Já Beto Potyguara, professor de academia há 20 anos no bairro, conhece de perto a rotina de exercícios físicos de muitos moradores. Hoje na Bodytech, ele acompanha gerações de cariocas do charmoso bairro preocupadas com a saúde e a boa forma. O GLOBO-Zona Sul reuniu um pouco das histórias de cada um deles.
Milton Gonzalez
O clique de Milton Gonzalez em um momento de folga é raro. O Uruguaio é responsável por um dos quitutes mais famosos de Ipanema. Há 30 anos no Posto 9, o “sanduíche do Uruguaio” é só sucesso. Entres os recheios figuram deliciosas carnes e um molho especial. Gonzalez, que veio para o Brasil após enfrentar uma ditadura em seu país, fez de Ipanema o reduto para seu talento.
— Sou um “urioca”. Uma mistura de uruguaio com carioca — brinca o vendedor.
Adda Di Guimarães
Nem tudo o que está exposto é artigo à venda: esta é uma das regras básicas para quem se encanta com os objetos da banca A Cena Muda, na Praça Nossa Senhora da Paz. Os brinquedos da vitrine externa e uma estante de caixas de modelos variados vivem recebendo ofertas de dinheiro, mas só mesmo as revistas antigas e os discos estão disponíveis para compra.

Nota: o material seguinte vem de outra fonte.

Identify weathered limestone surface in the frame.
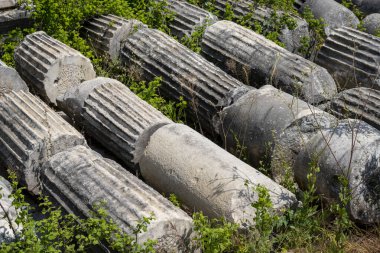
[219,85,336,170]
[328,87,380,130]
[0,91,85,193]
[0,0,17,10]
[15,32,95,104]
[121,29,249,131]
[215,0,310,53]
[0,1,32,34]
[83,14,145,60]
[302,0,360,35]
[42,146,192,252]
[316,27,380,90]
[295,120,380,224]
[58,77,171,168]
[202,21,336,104]
[167,0,218,39]
[0,61,28,94]
[140,124,296,226]
[363,13,380,35]
[0,177,21,244]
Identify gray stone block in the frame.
[327,87,380,130]
[202,21,336,104]
[294,120,380,224]
[0,61,28,94]
[58,77,171,168]
[42,146,193,252]
[0,1,33,34]
[363,13,380,35]
[167,0,218,39]
[14,32,95,104]
[316,27,380,90]
[0,177,22,244]
[0,0,17,10]
[121,29,249,132]
[139,124,296,227]
[215,0,310,53]
[83,14,146,60]
[0,91,85,194]
[301,0,360,35]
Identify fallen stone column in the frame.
[82,15,145,60]
[215,0,310,53]
[294,120,380,224]
[219,85,337,170]
[58,78,295,224]
[202,21,336,104]
[0,91,85,194]
[301,0,360,35]
[0,0,33,34]
[363,13,380,36]
[316,27,380,90]
[42,146,193,252]
[139,124,296,226]
[0,61,28,94]
[120,26,249,132]
[327,87,380,130]
[0,177,22,244]
[165,0,218,39]
[58,77,171,168]
[14,32,95,104]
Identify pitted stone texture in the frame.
[302,0,360,35]
[15,32,95,104]
[215,0,310,53]
[219,85,335,170]
[0,91,85,194]
[295,120,380,224]
[166,0,218,39]
[83,14,146,60]
[202,21,336,104]
[316,27,380,90]
[327,87,380,130]
[0,177,22,244]
[363,13,380,35]
[121,29,249,131]
[0,61,28,94]
[346,0,380,14]
[42,146,192,252]
[0,0,17,11]
[0,1,33,34]
[58,78,172,168]
[140,124,296,227]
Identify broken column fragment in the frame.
[215,0,310,53]
[327,87,380,130]
[0,177,22,244]
[42,146,193,252]
[316,27,380,90]
[0,91,85,194]
[294,120,380,224]
[0,61,28,94]
[120,26,249,132]
[139,124,296,226]
[363,13,380,36]
[83,14,146,60]
[202,21,337,104]
[0,0,33,34]
[14,32,95,104]
[301,0,360,35]
[166,0,218,39]
[58,77,171,168]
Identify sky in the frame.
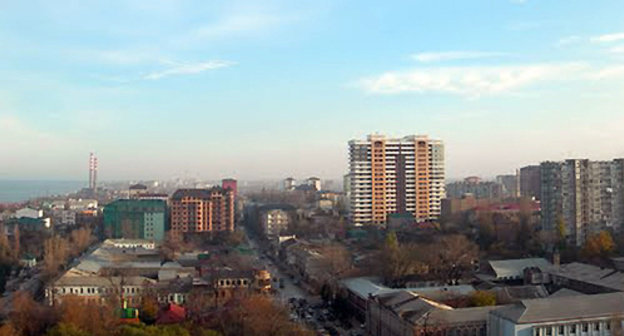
[0,0,624,180]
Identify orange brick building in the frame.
[171,187,234,233]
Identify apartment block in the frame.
[171,187,234,233]
[520,165,542,199]
[540,159,624,246]
[104,199,167,241]
[349,135,445,225]
[446,176,503,199]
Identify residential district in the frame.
[0,135,624,336]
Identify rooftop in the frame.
[492,293,624,324]
[550,262,624,291]
[488,258,552,279]
[171,187,229,200]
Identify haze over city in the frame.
[0,0,624,180]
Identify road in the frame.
[245,228,364,336]
[245,229,313,303]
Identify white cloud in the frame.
[412,50,506,63]
[359,63,588,97]
[589,65,624,80]
[609,45,624,54]
[143,60,234,80]
[592,32,624,42]
[555,35,582,47]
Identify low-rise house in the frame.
[366,290,496,336]
[547,262,624,294]
[45,272,156,305]
[340,277,475,320]
[258,204,295,239]
[488,293,624,336]
[15,208,43,219]
[478,258,552,282]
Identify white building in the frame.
[308,177,321,191]
[260,207,292,237]
[284,177,297,191]
[15,208,43,219]
[349,135,445,225]
[488,293,624,336]
[540,159,624,246]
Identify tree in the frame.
[380,231,416,287]
[218,295,312,336]
[59,295,118,336]
[46,323,90,336]
[470,291,496,307]
[140,287,160,324]
[43,236,69,276]
[425,235,479,284]
[9,292,56,336]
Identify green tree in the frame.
[556,216,568,250]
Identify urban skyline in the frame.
[0,0,624,181]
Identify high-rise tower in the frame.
[349,135,445,225]
[89,153,97,191]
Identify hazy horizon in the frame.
[0,0,624,180]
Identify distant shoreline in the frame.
[0,180,87,203]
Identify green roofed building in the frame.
[104,199,167,241]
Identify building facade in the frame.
[540,159,624,246]
[520,165,542,199]
[260,206,293,238]
[104,199,167,241]
[349,135,445,225]
[488,293,624,336]
[221,178,238,199]
[171,187,234,233]
[496,172,520,197]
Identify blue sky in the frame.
[0,0,624,179]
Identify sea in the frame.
[0,180,87,203]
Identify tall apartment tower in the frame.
[171,187,234,233]
[349,135,445,225]
[520,165,542,199]
[540,159,624,246]
[89,153,97,191]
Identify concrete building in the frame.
[104,199,167,241]
[496,171,520,197]
[307,177,321,191]
[128,183,148,199]
[446,176,503,199]
[284,177,297,191]
[15,208,43,219]
[366,290,496,336]
[221,178,238,199]
[258,204,295,239]
[540,159,624,246]
[488,293,624,336]
[171,187,234,232]
[349,135,445,225]
[520,165,542,199]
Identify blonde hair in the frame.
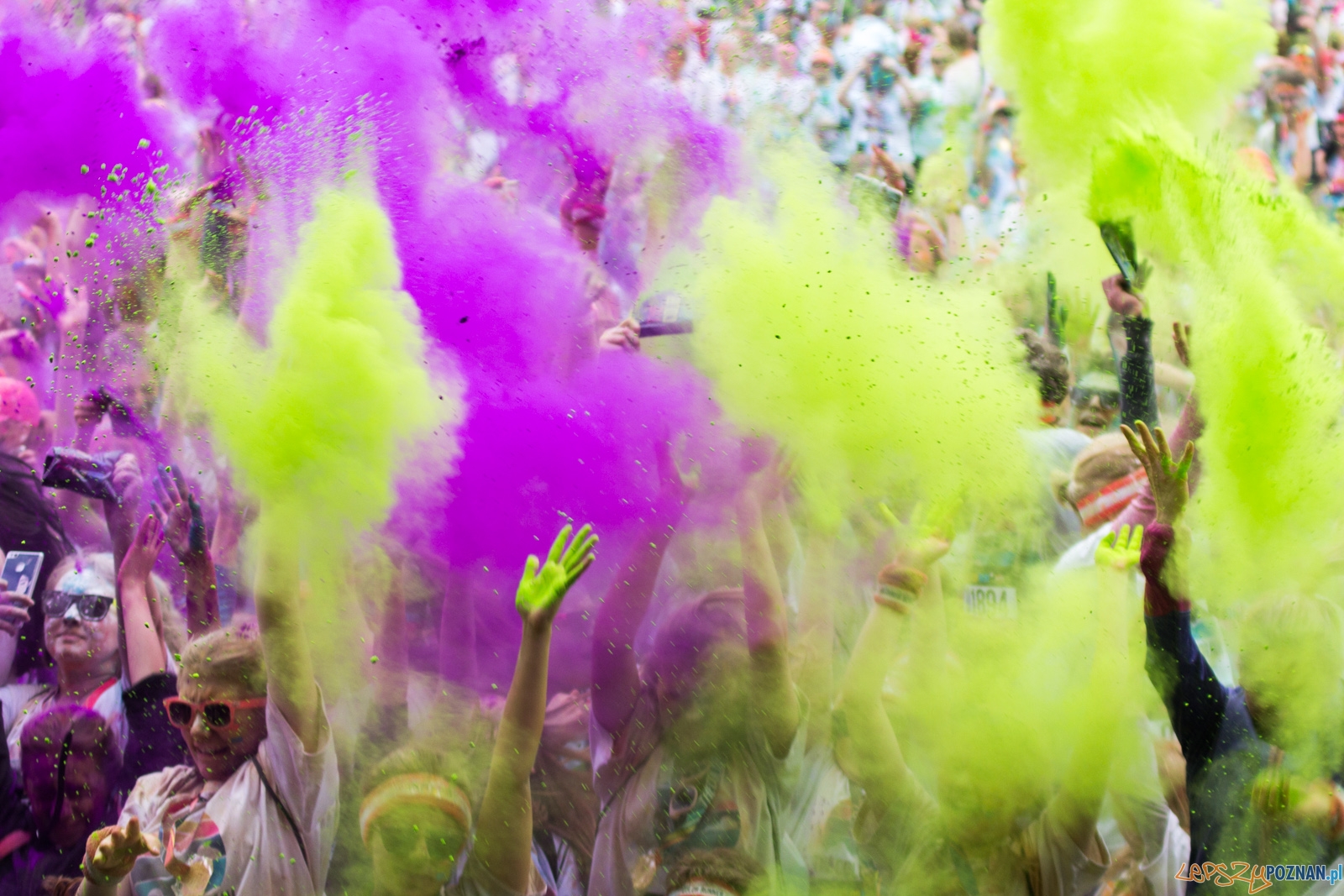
[177,629,266,697]
[1060,432,1140,504]
[39,551,186,654]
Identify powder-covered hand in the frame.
[82,815,160,887]
[1120,421,1194,525]
[1100,274,1144,317]
[513,525,596,625]
[117,513,164,584]
[1095,525,1144,572]
[153,468,206,560]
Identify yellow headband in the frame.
[359,773,472,846]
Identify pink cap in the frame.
[0,376,42,426]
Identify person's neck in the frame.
[56,663,117,700]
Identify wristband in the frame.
[872,563,929,610]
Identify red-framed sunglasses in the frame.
[164,697,266,731]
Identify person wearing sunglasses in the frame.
[0,704,123,893]
[79,529,346,896]
[359,525,596,896]
[1068,371,1120,438]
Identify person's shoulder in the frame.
[1055,524,1111,572]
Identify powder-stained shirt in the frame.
[119,699,338,896]
[589,686,806,896]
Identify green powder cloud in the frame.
[668,152,1035,527]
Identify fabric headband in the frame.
[359,773,472,846]
[668,878,738,896]
[1074,468,1147,525]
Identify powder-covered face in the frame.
[368,804,466,896]
[43,567,117,669]
[177,670,266,780]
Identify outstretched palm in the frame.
[1097,525,1144,572]
[1120,421,1194,525]
[513,525,596,623]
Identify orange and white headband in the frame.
[1074,468,1147,527]
[668,878,738,896]
[359,773,472,846]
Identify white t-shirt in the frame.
[0,679,130,780]
[942,52,985,106]
[119,699,339,896]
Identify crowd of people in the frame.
[0,0,1344,896]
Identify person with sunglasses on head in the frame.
[0,516,180,771]
[79,516,339,896]
[359,525,596,896]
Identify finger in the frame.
[564,558,593,591]
[1153,426,1172,461]
[564,535,596,569]
[546,522,574,563]
[563,522,593,569]
[1134,421,1163,464]
[1120,423,1147,466]
[170,466,191,502]
[1176,442,1194,478]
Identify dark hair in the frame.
[948,18,976,52]
[667,849,764,893]
[649,589,748,676]
[1017,329,1068,405]
[18,704,121,827]
[0,453,74,676]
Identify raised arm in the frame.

— Eu compro tudo o que eu acho interessante, porque sei que tem coisa que nunca mais vou ver — conta Adda, que tem clientes ilustres como Evandro Teixeira e Luís Fernando Verissimo.
BETO POTYGUARA
Figura famosa quando o assunto é ginástica na Zona Sul, o professor Beto Potyguara, de 54 anos, já dedica mais de 20 dos seus 32 anos de atividade profissional às academias de Ipanema.
— Tenho filhas de ex-alunos que fazem aula comigo hoje. Às vezes chegam mãe e filha juntas numa aula. É o maior bar ato — vibra Potyguara, que bate ponto nas unidades da Bodytech das ruas Visconde de Pirajá e Barão da Torre, todos os dias.
Carlos Albeto Afonso
Quase todo fim de tarde é a mesma coisa: crianças da vizinhança entram aos pulos na Toca do Vinícius, na Vinicius de Moraes, para dar um beijo em Carlos Alberto Afonso, o dono, que desde 1993 cuida do estabelecimento conhecido pelos amantes da bossa nova. O espaço é mais do que uma loja de CDs e discos antigos, diz ele: é um espaço cultural que mistura livraria, museu e sala de aula.
— Aqui, a atividade comercial não é o fim. Não seria viável. Meu objetivo é político, social e cultural — diz Afonso.